Williams: The profession needs to take more seriously the idea of accounting as a profession that actually holds people accountable and provides social benefit in the process. The financial reporting revolution, which began in the 1970s, coincides with an era of unprecedented concentration of wealth and income in the U.S. Accountants need to take a hard look at how they contributed. One key factor is the way we measure so-called earnings. Labeling them earnings doesn’t mean they are earned. I often use the example of tech companies that make billions of dollars from products based on the technology of the internet. U.S. taxpayers funded that technology via space exploration and defense projects, and now tech moguls reap the profits without any equity interest trickling back down to taxpayers. Or think about oil and gas companies that benefit from billions of dollars in military spending to guard their properties around the world. That’s not an expense on their income statement. As a profession, we need to do a better job of acknowledging externalities, both positive and negative, that affect the bottom line.  

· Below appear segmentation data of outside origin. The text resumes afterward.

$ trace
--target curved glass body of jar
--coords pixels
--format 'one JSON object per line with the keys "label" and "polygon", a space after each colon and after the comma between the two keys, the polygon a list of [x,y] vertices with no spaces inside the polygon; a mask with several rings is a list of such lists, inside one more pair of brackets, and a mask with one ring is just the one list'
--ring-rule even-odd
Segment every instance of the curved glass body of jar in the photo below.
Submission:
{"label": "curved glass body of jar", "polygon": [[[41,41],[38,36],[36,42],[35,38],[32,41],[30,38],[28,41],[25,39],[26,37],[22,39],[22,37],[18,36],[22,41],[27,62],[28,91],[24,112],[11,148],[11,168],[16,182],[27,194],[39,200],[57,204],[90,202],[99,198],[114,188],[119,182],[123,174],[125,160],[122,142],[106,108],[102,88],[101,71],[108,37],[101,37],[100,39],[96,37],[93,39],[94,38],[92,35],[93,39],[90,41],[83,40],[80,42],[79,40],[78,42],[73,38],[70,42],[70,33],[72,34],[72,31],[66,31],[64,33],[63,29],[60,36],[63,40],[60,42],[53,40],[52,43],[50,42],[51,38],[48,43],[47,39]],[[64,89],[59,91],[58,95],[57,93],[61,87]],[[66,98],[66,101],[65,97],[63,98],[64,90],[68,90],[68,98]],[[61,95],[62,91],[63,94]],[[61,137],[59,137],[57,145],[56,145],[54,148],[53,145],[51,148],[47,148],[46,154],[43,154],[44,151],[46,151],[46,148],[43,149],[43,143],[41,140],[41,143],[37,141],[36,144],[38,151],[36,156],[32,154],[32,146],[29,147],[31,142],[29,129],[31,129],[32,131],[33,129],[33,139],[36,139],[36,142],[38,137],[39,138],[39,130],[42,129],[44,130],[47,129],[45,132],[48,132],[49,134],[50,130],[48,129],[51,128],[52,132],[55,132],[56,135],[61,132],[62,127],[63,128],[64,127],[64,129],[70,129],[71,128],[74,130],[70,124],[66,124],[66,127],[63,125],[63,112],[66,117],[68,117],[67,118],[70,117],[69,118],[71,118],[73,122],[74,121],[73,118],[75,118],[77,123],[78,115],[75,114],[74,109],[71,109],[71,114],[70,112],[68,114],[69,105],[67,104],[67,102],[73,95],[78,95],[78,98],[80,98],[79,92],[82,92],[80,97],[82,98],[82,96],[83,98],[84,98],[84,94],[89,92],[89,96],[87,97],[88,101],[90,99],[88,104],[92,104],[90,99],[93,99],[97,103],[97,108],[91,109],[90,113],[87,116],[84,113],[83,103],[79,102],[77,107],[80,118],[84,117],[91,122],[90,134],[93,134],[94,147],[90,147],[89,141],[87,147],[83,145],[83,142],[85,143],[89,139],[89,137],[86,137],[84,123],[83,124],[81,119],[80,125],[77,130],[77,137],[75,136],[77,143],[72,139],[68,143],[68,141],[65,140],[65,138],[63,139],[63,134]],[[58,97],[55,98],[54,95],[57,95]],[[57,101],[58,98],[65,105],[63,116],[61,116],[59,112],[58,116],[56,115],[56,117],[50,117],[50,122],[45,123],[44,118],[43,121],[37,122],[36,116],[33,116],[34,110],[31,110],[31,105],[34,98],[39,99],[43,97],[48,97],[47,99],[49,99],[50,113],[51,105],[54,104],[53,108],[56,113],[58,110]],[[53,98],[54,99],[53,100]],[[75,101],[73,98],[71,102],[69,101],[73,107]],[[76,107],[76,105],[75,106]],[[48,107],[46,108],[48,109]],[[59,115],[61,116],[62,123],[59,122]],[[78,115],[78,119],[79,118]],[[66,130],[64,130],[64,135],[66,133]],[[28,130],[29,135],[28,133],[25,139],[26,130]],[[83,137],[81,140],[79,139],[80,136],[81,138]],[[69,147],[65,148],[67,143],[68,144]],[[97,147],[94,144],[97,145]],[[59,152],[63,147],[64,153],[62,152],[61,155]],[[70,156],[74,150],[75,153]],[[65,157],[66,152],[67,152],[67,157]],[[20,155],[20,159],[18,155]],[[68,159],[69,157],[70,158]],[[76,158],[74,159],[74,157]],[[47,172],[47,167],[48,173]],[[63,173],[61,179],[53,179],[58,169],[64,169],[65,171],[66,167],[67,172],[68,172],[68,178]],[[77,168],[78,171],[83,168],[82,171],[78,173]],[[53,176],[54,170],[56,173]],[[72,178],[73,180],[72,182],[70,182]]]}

Taylor: The accounting profession must also work toward developing a more nuanced, balanced approach to new technologies that are proliferating. I’m thinking of a chapter in our book that examines the ethical dimensions of bitcoin and other forms of cryptocurrency. Blockchain, the underlying technology that enables people to buy and hold cryptocurrency, provides a tremendous tool for recording transactions that should result in more transparency and more control. On the other hand, we know that Blockchain is frequently used for black market activities. Transparency falls flat if we’re enabling terrorism. We have to think beyond the obvious benefits of a new technology to avoid enabling harmful forces in our society. 

In what ways has the Poole College of Management provided a supportive environment for research? 

Taylor: We felt free to include any topics we wanted. It was incredibly beneficial to work free of constraints. 

Williams: We also had the gift of time. It took three and a half years to compile 26 chapters. Having the time and freedom to do what we needed to do made this project possible.